Si nuestra carta representa un momento trascendente en el devenir de Colombia como nación soberana, la casa diez representaría al gobierno del presidente Juan Manuel Santos, el mayor interesado en sacar avante el plebiscito por la paz. Sus contradictores, los promotores del No como opción en las urnas, se muestran por la casa cuatro. La discusión sería entre el Sol y Saturno. ¿Cuál de los dos es el más fuerte? ¿A cuál de los dos prefiere la Luna – los votantes?  La respuesta es sencilla, Saturno es el más favorecido por la Luna. Los promotores del No tienen entonces sus posibilidades de lograr sus objetivos.

¿Cuáles serán en últimas esos objetivos?

La carta es contundente para constatar la polarización que a diario se presenta en diferentes escenarios entre los defensores del Sí y los del No. El gobierno apuesta por el Sí a la paz, y cómo no aceptarlo si en la carta el Sol y a pesar de su gran debilidad en Libra (baja popularidad del presidente Santos), se la juega todo por Venus. Sus opositores saturninos dicen No al plebiscito, apoyándose en su deseo de una paz con verdadera justicia y penas privativas de la libertad para los culpables de crímenes de lesa humanidad. Nuestra carta deja entrever unos electores más cercanos a los saturninos antes que a los solares.

Después de lo anterior, ¿a qué conclusión podemos llegar?

Aunque todo parece muy complicado para el Sí, no por ello todo está ya definido. Para alcanzar la mejor respuesta obligadamente debemos partir de la pregunta oficial del plebiscito que presentó el Gobierno del presidente Santos el pasado mes de agosto:

“¿Apoya el acuerdo final para terminación del conflicto y construcción de una paz estable y duradera?”

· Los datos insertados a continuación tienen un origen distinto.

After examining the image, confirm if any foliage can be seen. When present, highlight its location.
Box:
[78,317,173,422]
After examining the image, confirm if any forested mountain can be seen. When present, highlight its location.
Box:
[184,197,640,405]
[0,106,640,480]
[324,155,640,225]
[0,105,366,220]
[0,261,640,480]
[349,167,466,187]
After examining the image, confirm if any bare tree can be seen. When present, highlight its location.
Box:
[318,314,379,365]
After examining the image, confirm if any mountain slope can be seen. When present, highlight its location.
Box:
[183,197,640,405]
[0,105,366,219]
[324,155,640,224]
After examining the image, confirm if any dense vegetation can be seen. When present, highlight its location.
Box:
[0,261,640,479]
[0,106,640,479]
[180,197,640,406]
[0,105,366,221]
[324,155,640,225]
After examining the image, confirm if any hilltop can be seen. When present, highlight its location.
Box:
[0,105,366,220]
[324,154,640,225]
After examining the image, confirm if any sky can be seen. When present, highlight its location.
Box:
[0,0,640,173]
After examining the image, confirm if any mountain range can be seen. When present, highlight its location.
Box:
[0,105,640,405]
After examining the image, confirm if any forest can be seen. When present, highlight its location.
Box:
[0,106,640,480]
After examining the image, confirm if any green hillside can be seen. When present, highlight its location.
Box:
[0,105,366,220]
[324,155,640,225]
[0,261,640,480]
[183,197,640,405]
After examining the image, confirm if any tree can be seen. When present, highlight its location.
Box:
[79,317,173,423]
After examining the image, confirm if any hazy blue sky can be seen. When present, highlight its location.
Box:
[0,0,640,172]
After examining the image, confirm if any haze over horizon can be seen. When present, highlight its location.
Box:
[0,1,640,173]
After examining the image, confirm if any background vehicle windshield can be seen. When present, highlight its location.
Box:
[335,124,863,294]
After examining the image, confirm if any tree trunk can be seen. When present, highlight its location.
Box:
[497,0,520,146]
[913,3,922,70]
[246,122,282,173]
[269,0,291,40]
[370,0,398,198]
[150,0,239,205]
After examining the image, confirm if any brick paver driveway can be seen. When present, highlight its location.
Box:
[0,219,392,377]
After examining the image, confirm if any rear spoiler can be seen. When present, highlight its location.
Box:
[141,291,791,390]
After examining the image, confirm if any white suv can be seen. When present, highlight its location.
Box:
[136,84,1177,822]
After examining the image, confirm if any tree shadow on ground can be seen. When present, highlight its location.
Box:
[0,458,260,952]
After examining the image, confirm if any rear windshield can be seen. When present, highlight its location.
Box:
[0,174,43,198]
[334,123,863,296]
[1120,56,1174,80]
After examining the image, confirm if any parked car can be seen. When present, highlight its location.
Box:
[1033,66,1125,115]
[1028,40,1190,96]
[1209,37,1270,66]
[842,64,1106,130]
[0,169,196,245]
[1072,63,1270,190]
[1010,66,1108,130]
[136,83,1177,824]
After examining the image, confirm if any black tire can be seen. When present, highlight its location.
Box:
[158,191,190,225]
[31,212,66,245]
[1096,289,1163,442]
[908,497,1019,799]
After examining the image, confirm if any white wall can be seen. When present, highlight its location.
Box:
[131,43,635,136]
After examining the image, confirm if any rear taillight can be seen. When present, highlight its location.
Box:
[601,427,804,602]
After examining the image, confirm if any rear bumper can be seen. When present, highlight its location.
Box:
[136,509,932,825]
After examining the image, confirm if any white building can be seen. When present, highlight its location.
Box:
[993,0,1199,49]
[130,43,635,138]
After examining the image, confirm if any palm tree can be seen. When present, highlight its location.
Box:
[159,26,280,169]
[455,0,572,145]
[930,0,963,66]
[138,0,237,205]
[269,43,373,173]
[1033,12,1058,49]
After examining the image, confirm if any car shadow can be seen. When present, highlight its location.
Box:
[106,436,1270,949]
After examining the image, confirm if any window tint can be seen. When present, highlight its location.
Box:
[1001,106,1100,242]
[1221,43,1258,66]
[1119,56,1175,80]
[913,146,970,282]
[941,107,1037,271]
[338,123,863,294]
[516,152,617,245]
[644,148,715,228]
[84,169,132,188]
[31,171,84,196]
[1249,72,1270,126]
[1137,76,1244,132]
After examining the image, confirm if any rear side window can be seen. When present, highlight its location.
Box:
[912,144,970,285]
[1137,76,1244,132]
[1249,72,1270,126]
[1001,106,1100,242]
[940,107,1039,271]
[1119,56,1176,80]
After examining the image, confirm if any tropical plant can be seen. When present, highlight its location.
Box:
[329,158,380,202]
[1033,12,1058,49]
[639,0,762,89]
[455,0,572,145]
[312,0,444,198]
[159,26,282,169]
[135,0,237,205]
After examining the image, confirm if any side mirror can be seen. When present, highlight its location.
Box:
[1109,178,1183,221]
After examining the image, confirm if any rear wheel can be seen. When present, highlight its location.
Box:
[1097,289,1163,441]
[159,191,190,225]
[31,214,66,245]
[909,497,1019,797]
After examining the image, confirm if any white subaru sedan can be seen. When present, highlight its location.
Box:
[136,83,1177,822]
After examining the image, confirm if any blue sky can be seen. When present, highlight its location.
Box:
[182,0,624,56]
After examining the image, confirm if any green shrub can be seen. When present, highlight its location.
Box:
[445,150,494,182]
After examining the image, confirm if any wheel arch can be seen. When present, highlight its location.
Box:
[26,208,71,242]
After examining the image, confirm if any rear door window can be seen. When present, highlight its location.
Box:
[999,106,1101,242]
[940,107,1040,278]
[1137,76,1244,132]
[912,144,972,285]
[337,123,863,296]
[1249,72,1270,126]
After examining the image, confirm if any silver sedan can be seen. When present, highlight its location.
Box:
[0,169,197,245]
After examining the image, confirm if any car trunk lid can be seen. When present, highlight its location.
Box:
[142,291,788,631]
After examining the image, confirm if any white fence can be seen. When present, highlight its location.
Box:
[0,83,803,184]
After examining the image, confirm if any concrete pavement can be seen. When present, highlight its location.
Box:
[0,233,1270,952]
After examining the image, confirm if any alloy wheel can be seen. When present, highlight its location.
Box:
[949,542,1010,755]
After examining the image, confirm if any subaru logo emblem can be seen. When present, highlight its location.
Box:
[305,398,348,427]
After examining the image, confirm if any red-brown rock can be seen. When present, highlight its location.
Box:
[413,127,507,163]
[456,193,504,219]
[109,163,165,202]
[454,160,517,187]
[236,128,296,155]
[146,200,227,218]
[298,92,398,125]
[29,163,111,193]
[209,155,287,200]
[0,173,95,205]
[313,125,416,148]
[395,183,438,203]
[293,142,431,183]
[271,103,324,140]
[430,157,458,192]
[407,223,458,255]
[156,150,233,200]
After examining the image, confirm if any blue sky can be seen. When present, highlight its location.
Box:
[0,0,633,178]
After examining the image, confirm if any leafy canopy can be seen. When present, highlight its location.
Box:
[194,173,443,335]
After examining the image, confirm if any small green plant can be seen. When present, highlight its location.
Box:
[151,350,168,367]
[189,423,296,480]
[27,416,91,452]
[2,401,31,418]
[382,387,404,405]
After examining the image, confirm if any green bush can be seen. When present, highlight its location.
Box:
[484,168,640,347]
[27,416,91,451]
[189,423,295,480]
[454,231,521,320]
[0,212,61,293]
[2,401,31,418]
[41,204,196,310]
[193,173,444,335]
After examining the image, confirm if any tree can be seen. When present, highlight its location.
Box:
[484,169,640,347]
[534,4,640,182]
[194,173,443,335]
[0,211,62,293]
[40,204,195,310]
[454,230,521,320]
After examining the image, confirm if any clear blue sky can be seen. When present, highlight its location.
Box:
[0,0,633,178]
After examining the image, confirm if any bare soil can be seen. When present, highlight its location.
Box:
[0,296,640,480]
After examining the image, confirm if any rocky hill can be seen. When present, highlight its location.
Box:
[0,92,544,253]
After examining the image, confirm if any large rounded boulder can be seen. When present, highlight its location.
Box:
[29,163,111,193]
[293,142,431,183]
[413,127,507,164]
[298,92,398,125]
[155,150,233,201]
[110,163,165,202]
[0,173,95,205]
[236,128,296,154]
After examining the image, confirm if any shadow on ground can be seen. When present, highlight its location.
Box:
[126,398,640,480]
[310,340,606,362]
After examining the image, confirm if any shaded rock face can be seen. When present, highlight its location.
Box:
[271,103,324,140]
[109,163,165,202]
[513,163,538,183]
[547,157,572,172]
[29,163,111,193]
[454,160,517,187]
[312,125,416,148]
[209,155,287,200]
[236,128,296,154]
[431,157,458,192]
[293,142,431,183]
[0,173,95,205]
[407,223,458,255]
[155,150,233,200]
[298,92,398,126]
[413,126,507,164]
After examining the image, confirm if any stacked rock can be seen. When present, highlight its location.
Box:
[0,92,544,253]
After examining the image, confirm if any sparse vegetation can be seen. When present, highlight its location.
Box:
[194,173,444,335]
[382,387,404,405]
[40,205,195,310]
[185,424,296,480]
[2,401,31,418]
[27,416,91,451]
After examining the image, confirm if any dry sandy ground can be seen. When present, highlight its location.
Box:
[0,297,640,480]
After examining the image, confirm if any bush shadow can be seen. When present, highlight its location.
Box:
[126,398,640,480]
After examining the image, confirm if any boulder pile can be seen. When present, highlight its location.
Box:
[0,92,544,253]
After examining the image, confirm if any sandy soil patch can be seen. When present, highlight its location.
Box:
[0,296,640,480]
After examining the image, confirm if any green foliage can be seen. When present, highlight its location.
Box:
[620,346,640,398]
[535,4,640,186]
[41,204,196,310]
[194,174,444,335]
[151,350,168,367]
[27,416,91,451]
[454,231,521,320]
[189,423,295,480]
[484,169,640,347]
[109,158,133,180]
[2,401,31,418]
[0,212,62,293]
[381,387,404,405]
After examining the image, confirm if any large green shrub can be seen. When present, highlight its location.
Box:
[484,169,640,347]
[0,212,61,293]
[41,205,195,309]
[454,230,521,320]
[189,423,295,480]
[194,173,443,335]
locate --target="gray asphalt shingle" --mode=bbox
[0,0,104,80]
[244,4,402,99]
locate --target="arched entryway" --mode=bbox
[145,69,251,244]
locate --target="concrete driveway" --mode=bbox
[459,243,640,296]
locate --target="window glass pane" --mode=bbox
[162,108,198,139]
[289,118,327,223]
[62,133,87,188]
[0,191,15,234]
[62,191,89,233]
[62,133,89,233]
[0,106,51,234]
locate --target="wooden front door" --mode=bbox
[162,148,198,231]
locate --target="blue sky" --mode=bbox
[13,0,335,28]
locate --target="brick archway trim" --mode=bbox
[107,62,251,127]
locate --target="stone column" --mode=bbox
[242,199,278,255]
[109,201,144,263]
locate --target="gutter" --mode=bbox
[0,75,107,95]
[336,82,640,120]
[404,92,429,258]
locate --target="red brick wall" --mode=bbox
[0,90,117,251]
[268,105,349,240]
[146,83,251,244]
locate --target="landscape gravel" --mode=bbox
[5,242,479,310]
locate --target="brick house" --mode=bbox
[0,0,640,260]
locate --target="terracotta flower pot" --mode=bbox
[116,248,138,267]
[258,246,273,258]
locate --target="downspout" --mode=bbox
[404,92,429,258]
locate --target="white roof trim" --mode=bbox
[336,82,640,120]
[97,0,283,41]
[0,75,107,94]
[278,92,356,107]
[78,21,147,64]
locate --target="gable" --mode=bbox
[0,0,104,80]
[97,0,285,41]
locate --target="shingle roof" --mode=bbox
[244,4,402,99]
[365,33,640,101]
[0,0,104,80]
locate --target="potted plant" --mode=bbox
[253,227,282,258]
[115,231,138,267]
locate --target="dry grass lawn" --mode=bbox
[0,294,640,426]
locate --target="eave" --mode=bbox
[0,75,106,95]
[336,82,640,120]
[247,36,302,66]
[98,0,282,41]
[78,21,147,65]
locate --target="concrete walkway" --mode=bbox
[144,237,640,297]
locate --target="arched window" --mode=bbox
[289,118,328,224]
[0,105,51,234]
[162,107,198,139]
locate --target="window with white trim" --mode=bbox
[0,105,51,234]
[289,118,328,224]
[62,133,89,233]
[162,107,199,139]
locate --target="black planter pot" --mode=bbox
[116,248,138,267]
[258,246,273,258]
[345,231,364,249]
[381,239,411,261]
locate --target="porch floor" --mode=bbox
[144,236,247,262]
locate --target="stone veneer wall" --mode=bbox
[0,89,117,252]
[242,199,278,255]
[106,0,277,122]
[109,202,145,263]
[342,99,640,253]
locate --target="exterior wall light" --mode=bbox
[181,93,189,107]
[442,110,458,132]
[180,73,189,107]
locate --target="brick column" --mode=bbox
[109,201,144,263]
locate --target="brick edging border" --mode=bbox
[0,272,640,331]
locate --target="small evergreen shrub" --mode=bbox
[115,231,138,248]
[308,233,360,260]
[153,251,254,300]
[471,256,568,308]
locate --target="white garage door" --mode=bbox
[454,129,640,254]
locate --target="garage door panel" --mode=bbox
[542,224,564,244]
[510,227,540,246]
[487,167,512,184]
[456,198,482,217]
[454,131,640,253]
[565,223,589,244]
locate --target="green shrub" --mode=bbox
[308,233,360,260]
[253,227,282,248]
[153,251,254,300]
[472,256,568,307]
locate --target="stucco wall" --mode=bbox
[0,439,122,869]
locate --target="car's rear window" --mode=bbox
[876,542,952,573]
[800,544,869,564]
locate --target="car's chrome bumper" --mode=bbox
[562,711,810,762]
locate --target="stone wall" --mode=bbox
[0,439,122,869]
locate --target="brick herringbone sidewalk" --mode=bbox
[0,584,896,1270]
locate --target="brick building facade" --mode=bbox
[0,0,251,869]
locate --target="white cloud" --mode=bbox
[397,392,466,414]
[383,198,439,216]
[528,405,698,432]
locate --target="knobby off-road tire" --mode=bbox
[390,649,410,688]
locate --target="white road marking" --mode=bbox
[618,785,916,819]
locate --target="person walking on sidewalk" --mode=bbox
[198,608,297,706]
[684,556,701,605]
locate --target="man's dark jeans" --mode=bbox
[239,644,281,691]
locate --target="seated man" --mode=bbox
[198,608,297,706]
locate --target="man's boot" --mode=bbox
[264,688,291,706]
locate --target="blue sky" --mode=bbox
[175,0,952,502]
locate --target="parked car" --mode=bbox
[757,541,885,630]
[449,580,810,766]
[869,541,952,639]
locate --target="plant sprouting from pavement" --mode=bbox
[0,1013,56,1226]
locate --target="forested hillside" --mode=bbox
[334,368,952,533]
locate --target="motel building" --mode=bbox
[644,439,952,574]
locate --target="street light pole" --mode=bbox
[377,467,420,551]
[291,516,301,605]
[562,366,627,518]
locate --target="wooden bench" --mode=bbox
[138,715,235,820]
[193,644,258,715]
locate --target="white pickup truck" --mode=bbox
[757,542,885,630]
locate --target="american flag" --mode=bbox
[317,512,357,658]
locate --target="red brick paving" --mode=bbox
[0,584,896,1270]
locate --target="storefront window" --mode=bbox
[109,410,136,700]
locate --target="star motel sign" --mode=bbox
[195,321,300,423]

Lo que en últimas se nos está preguntando a los colombianos es si queremos seguir el camino de la guerra (Marte), o por el contrario, nos aventuramos a ensayar uno nuevo, el de la paz (Venus).

La ubicación de la Luna en Libra decide las cosas. Aunque ya sabemos que existe una marcada preferencia de la Luna por las cosas representadas por Saturno, lo que cuenta es su decisión final entre Venus o Marte. La Luna se ubica en el signo de Venus y exilio de Marte. La Luna ama a Venus y odia a Marte. Así entonces está claro que los colombianos si queremos la paz y que eso será lo que elegiremos en las urnas el próximo dos de octubre.